La crise oblige à revoir les critères d’évaluation de la performance

Depuis le début de la crise sanitaire, d’autres façons d’être performant·e ont émergé. Et des populations dont il faut tenir compte ont contribué à la performance des entreprises.

« Le confinement du printemps a permis de mettre le doigt sur des concepts d’évaluation des salarié·es que l’on avait du mal à appréhender et mesurer auparavant : l’autonomie, la résilience, la solidarité, le travail en équipe, les capacités à faire du reporting, à partager, à faire face à des situations imprévues… », observe Frédéric Guzy, directeur général d’Entreprise&Personnel (E&P).
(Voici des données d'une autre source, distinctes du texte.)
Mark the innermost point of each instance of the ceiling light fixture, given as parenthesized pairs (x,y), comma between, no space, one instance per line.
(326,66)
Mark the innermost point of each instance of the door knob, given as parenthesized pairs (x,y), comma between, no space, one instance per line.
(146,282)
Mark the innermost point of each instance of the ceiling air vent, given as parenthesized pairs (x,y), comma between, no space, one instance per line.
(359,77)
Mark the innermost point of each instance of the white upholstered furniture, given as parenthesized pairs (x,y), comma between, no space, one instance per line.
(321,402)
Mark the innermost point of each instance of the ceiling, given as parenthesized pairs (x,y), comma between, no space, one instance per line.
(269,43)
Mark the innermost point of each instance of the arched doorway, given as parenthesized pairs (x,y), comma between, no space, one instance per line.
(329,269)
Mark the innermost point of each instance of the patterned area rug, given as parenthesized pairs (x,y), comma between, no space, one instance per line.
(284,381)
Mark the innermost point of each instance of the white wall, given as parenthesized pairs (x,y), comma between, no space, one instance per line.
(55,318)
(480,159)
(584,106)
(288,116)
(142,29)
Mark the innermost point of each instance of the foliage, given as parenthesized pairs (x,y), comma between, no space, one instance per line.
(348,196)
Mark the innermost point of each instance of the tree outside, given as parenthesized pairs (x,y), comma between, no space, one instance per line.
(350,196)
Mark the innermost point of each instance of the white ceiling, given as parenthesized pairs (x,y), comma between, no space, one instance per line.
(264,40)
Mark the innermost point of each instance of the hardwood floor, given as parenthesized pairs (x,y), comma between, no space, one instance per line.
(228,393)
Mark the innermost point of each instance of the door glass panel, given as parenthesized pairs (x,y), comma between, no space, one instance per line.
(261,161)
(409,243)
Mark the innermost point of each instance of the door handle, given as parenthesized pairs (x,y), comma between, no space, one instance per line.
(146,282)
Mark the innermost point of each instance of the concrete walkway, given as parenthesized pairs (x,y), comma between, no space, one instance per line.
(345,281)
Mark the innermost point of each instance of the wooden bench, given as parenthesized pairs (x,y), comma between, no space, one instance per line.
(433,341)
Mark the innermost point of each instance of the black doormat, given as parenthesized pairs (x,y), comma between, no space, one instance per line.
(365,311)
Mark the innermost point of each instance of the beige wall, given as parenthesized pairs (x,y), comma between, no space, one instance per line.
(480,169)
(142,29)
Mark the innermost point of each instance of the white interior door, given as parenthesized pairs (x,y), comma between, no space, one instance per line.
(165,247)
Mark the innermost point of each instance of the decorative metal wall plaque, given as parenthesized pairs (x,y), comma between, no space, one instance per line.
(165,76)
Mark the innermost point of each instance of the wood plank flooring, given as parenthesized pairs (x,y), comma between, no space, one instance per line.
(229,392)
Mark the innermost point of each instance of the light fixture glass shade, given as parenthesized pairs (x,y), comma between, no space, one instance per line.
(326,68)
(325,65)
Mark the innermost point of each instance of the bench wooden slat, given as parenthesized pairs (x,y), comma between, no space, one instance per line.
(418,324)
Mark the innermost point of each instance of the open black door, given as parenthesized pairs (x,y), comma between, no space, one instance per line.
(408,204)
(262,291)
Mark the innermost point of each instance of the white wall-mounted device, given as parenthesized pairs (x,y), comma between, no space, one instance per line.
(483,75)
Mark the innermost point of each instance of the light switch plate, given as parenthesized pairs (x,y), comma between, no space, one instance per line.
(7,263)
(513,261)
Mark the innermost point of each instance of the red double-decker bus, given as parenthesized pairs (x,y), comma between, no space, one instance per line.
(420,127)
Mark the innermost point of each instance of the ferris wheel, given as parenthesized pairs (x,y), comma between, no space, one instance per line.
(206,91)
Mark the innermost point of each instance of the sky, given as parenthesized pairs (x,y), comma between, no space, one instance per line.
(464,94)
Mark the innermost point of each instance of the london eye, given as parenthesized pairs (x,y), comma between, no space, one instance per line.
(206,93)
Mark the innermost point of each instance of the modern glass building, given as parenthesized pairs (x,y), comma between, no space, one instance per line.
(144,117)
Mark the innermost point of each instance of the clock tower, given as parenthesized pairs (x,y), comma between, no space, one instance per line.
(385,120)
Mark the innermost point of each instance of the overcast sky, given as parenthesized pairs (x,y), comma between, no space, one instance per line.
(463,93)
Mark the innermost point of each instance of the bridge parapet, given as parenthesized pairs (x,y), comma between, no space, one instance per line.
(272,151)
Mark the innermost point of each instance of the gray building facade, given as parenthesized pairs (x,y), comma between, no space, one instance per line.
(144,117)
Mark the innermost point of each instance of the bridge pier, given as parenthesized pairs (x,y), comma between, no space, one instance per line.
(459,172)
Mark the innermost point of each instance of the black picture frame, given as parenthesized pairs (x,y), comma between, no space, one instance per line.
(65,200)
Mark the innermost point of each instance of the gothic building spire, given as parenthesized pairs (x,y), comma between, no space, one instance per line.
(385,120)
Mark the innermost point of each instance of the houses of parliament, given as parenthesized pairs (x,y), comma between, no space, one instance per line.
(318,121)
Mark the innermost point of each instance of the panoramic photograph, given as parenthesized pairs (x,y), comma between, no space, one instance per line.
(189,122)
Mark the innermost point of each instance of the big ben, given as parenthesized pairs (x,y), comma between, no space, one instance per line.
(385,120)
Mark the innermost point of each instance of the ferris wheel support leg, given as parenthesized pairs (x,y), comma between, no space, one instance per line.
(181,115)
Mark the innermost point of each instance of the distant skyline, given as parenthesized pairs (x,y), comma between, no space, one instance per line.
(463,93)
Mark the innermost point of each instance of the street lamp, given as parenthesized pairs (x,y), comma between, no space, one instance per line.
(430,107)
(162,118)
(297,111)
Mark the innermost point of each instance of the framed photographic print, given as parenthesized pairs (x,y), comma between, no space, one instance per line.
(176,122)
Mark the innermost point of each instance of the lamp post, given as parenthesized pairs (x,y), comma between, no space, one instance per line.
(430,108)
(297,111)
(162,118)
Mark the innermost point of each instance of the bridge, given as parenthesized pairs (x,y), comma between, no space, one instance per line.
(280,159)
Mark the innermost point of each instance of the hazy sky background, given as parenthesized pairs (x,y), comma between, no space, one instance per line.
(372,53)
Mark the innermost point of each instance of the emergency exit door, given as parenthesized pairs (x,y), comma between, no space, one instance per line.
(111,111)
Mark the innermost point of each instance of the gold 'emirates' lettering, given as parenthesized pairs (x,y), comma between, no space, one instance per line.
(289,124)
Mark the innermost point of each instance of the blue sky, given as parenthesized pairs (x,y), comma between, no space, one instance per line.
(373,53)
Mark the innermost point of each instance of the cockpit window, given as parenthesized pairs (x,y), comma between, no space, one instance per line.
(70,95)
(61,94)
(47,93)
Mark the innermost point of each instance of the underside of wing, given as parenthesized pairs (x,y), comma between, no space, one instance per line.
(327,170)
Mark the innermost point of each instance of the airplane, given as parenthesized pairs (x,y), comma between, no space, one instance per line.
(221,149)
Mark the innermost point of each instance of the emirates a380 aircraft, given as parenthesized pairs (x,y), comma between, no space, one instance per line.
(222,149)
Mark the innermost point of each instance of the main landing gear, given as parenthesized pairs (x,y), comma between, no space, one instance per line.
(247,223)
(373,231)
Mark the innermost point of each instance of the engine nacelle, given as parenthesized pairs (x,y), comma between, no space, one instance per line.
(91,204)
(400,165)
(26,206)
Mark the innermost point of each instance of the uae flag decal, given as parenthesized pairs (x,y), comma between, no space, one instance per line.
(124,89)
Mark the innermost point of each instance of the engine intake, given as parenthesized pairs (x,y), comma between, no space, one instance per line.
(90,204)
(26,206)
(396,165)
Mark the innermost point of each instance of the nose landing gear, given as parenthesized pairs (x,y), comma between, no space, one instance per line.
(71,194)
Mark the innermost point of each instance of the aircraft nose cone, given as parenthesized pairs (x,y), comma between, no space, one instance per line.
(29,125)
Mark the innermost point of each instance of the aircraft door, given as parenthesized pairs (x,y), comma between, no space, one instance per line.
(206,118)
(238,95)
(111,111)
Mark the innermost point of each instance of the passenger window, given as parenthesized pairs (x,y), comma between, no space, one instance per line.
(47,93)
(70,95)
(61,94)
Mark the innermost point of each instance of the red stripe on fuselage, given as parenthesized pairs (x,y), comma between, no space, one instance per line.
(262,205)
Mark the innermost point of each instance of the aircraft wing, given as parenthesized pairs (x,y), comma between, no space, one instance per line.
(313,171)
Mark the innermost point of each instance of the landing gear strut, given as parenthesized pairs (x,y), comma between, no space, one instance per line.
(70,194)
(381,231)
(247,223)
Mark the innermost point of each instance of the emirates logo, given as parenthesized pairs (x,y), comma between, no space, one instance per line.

Valoriser la capacité à manager de façon hybride

Certaines populations ont été encore plus sollicitées que d’autres sur les aspects qualitatifs de la performance, les managers notamment. Une tendance à valoriser davantage le management « bienveillant » que le management en mode « command & control » est apparue pendant le premier confinement. Or, quand il s’agit de faire attention à l’état du business comme au moral et à la santé des troupes, « on devrait évaluer les managers sur leur capacité à manager de façon hybride », estime notre interlocuteur. D’autant plus qu’ils·elles doivent composer avec la nouvelle donne du management à distance, et fabriquer de l’efficacité collective alors que seul·e face à l’écran, il peut être difficile d’être performant·e selon les situations. Savoir comment faire travailler ensemble des équipes dispersées par le télétravail, dans une organisation mouvante du fait de l’activité partielle, est aussi un vecteur de performance.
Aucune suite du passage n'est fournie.